Nurse talking to patient in clinic
Good communication, ensuring patients understand their treatment, reduces the risk of harm; it is also critical when handling errors and adverse events. © Elmien Wolvaardt

The nurse might think, “Why should I apologise? It was the patient’s mistake that they continued to use the eye drops when she should have stopped them!” However, he is the expert, not the patient. It was his responsibility to ensure that she fully understood the instructions. As the patient is not really aware of the reduced vision in the affected eye, the nurse might also think that there is no need for an explanation, which may be embarrassing for him and distressing for the patient. However, to attempt to conceal the error is dishonest, and it prevents others from learning from this error.

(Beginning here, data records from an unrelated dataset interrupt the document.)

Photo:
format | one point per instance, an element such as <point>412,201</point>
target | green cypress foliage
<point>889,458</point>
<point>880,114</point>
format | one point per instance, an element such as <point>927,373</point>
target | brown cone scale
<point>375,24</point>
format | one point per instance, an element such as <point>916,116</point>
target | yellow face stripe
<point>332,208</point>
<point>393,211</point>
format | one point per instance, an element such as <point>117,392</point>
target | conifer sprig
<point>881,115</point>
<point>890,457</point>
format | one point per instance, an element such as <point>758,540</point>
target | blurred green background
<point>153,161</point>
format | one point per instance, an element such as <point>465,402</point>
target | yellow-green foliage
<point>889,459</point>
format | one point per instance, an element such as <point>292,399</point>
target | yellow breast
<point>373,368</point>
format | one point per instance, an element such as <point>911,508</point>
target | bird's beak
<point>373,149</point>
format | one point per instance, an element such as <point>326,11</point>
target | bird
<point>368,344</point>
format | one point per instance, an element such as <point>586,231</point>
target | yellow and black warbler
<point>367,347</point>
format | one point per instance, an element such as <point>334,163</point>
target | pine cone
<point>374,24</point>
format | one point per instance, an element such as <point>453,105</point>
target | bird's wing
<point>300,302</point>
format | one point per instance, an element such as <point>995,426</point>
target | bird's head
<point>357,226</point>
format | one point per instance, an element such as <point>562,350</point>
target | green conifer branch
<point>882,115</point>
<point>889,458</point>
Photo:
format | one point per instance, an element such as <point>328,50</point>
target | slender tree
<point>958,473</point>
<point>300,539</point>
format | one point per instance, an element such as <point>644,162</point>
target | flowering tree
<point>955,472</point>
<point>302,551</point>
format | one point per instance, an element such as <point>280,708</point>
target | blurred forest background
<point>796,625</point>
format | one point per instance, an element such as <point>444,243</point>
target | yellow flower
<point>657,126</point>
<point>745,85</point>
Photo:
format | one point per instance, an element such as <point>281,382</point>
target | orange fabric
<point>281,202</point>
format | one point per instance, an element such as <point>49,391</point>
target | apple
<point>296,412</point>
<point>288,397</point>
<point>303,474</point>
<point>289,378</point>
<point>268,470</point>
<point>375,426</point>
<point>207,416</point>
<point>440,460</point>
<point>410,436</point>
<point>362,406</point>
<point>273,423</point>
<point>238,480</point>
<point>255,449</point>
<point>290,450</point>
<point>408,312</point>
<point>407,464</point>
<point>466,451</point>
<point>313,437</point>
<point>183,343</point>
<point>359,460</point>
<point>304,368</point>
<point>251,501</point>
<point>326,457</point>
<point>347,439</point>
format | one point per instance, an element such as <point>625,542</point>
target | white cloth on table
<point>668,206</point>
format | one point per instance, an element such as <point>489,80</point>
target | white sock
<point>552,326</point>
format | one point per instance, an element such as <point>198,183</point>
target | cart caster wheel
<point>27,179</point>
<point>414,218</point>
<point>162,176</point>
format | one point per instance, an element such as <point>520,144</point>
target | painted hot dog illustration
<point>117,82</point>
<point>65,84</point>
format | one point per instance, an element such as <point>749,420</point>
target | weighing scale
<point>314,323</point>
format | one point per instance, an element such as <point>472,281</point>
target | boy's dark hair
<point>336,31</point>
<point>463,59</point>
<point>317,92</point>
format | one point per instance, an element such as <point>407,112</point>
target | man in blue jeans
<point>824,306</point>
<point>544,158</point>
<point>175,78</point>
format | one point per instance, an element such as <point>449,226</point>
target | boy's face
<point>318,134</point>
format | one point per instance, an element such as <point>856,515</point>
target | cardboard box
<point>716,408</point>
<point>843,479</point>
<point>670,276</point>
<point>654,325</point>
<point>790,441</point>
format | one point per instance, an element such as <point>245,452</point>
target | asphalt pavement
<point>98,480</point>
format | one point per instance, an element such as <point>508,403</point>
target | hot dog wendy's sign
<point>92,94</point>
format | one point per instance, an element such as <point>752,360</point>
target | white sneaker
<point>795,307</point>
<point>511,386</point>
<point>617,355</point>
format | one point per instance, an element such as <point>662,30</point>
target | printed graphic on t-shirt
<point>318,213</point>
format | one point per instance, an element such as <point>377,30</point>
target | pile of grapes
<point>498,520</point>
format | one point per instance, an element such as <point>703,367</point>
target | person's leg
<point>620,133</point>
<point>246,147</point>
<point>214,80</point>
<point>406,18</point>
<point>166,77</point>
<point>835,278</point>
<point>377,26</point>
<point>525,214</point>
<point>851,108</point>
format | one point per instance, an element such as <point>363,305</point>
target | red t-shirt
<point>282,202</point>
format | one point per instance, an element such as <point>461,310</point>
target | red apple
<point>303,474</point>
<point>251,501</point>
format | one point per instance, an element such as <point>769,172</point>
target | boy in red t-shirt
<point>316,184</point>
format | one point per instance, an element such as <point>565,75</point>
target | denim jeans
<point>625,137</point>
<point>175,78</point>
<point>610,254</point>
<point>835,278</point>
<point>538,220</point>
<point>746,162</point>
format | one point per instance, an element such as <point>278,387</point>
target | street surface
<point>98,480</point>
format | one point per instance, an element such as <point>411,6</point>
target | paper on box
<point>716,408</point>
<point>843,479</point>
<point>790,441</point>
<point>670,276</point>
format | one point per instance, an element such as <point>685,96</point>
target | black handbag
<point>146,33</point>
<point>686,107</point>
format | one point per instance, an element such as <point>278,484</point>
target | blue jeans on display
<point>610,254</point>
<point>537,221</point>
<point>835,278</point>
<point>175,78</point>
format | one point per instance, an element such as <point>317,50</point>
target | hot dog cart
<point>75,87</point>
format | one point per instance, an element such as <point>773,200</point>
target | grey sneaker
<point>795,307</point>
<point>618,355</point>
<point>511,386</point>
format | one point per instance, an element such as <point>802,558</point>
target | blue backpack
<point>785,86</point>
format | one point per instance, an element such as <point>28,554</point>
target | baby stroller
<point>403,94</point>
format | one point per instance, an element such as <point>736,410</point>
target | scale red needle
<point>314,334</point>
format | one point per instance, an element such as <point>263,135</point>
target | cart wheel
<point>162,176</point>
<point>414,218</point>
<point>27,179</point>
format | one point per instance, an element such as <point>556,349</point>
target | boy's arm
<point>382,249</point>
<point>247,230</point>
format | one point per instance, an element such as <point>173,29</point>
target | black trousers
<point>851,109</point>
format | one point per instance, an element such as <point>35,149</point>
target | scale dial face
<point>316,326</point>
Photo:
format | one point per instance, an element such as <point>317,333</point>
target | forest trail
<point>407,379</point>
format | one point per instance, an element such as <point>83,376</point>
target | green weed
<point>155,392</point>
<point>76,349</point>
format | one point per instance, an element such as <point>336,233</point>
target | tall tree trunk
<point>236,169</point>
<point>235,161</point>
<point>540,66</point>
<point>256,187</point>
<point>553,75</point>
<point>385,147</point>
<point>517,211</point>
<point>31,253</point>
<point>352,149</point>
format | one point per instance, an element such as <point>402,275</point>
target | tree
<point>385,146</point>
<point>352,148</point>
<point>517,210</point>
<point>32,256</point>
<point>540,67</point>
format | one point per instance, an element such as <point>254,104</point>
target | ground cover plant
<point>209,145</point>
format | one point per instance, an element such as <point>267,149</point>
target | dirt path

As a relatively junior person in the team, he should tell a more senior person what has happened. It may be best if they accompany him when he tells the patient, in case the patient asks questions that he is unable to answer.

As a result of telling the patient, and more senior staff, about the error, a new system is introduced in the clinic: postoperative drops are separated from long-term medication, and this error never occurs again. If the nurse had kept quiet, other patients could have been harmed, but being honest about the error, (mainly due to poor communication), has led to improved care.

Case history 3: The eye clinic manager

You are the eye clinic manager. The hospital engineer tells you that an air-conditioner in the sterilisation unit is not working properly and may be blowing particles into the area where sterile instruments are placed in the instrument trays. The manager is not able to tell you how big the risk is, but she says that the air conditioner will take a week to repair. You don’t want to cancel all operations for a week, as the clinic is very short of money. If there are no operations, there is no income. You assume the risk is small and don’t inform the surgeons of the problem. Unfortunately, three patients operated on during the next few days develop endophthalmitis.

The duty of candour is not just for clinical staff. Everyone who is involved in health care has a duty to be honest and transparent about errors. In this case, you need to tell the surgeons about the problem with the air-conditioner, and why you decided to let the operations go ahead. It might be tempting to keep quiet and try to cover up what has happened; only you and the engineer know about the problem. However, the truth inevitably does come out, and any attempt to conceal it makes the problem far worse. It is much better to be open and honest immediately than to have the truth dragged out later.

Conclusion

It is inevitable that things will sometimes go wrong in health care, despite our best efforts. The consequences of these adverse events can be serious, but patients will have a much better outcome if the condition is recognised promptly and managed appropriately. That starts with an open conversation that acknowledges the error and provides as full an explanation as possible of what went wrong, why it happened, and how you are going to put it right. The patient’s recovery starts with your apology.

References

1 https://www.gmc-uk.org/ethical-guidance/ethical-guidance-for-doctors/candour—openness-and-honesty-when-things-go-wrong

The names and circumstances of the people in this article have been changed to protect their identity.